Ninguno de nosotros puede acabar con el hambre en el mundo –es verdad–, con la injusticia, con el dolor, con la desigualdad, con los sin techo, pero todos nosotros podemos ayudar de alguna manera a los que vamos cruzando por la vida, a los que de algún modo son presencia de Jesús para nosotros, con nuestro granito de arena, con nuestro granito de amor. Alguno dirá: «A mí nadie me regaló nada, no me sobra nada. ¿Por qué tengo que darle algo de lo mío a los que no se esforzaron por conseguirlo?». ¿Estamos seguros? ¿Nadie nos regaló nada? Pensémoslo bien. Desde que somos niños, ¿nadie nos regaló nada? ¿Estamos seguros que, en nuestra casa, en nuestro hogar, no nos sobra algo para dar? ¡Vayamos a mirar la cantidad de ropa que a veces tenemos sin usar! ¡Vayamos a mirar nuestra cocina o heladera la comida que tenemos! Miremos en nuestra billetera o en la cuenta del banco, si tenemos, y fijémonos si en realidad necesitamos todo lo que tenemos o bien creemos que lo necesitamos. Mientras nosotros los cristianos a veces almacenamos y custodiamos cosas sin saber bien para qué, miles y miles luchan día a día por lo de cada día, por subsistir, ni siquiera lo de mañana.
No está mal tener bienes, esto no va contra la riqueza; lo que está mal es no compartirlos, lo que está mal es ver a alguien tirado y pasar de largo, lo que está mal es gastar miles de miles en cosas superfluas y no ser capaces de mirar y sentir algo con el dolor de los demás, de tanta gente que no puede, que no le alcanza. Es verdad que no nos corresponde solucionarles el problema a todos, pero sí a los que podemos, a los que llegan de algún modo a nuestras manos y corazón.
A veces la cerrazón del corazón humano puede llegar a ser tan grande que, «aunque los muertos resuciten, tampoco nos convenceremos».

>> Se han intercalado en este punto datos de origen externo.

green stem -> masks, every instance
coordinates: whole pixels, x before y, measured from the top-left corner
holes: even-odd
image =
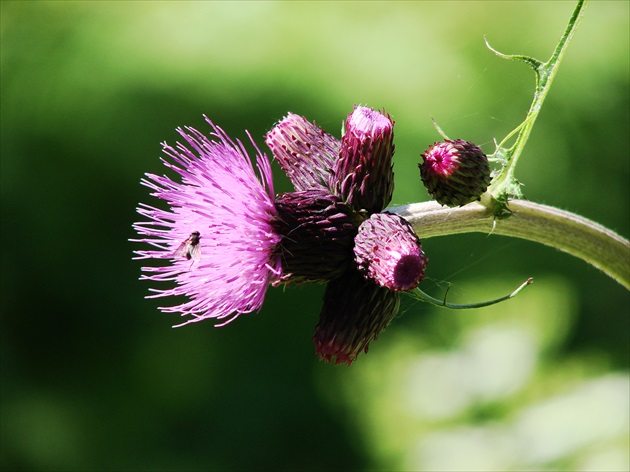
[[[446,295],[448,295],[448,290],[446,291],[446,294],[444,294],[444,300],[438,300],[437,298],[433,298],[431,295],[424,293],[422,290],[420,290],[417,287],[414,288],[411,292],[409,292],[409,294],[415,297],[416,299],[423,302],[430,303],[431,305],[435,305],[439,307],[446,307],[452,310],[469,310],[472,308],[483,308],[490,305],[496,305],[497,303],[501,303],[501,302],[504,302],[505,300],[509,300],[510,298],[514,298],[516,295],[518,295],[518,293],[521,290],[523,290],[525,287],[530,285],[532,281],[533,279],[532,277],[530,277],[521,285],[519,285],[518,288],[514,290],[512,293],[509,293],[508,295],[505,295],[503,297],[495,298],[494,300],[488,300],[485,302],[478,302],[478,303],[465,303],[465,304],[448,303],[446,301]]]
[[[496,220],[480,203],[459,208],[436,202],[413,203],[388,211],[405,218],[420,240],[482,232],[512,236],[554,247],[592,264],[630,290],[630,242],[582,216],[525,200],[510,200],[510,218]]]
[[[580,19],[584,14],[585,3],[585,0],[578,0],[577,5],[573,10],[573,14],[569,19],[567,28],[562,35],[562,38],[558,42],[555,51],[547,62],[541,62],[532,57],[523,55],[502,54],[494,50],[486,41],[486,45],[488,46],[488,48],[497,56],[504,59],[525,62],[534,70],[534,73],[536,75],[534,99],[532,100],[532,104],[529,108],[529,111],[527,112],[527,118],[520,126],[518,137],[516,138],[514,145],[510,149],[497,149],[497,152],[503,152],[503,157],[506,159],[505,167],[502,169],[501,173],[493,180],[492,184],[488,188],[488,192],[497,200],[500,200],[503,194],[511,193],[511,189],[513,188],[514,170],[516,169],[516,163],[518,162],[518,158],[520,157],[521,152],[523,151],[525,144],[529,139],[529,135],[531,134],[532,128],[534,127],[534,123],[536,122],[538,113],[540,112],[547,93],[551,88],[551,83],[553,82],[553,78],[558,71],[560,61],[562,60],[562,57],[567,50],[569,43],[571,42],[571,38],[573,38],[573,35],[575,34]],[[505,140],[503,142],[505,142]]]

Es muy fuerte y dura esta expresión de Jesús, pero describe gráficamente el drama del corazón del hombre que muchas veces se puede cerrar al amor de Dios y al de los más necesitados. ¡Que Jesús nos libre de esta cerrazón, a vos y a mí! No hace falta que resucite alguien para descubrir lo que Dios desea de nosotros, lo que él quiere. Tenemos la Palabra de cada día y lo que nos hace falta muchas veces es escucharla, meditarla, rumiarla, llevarla a la vida y a la práctica.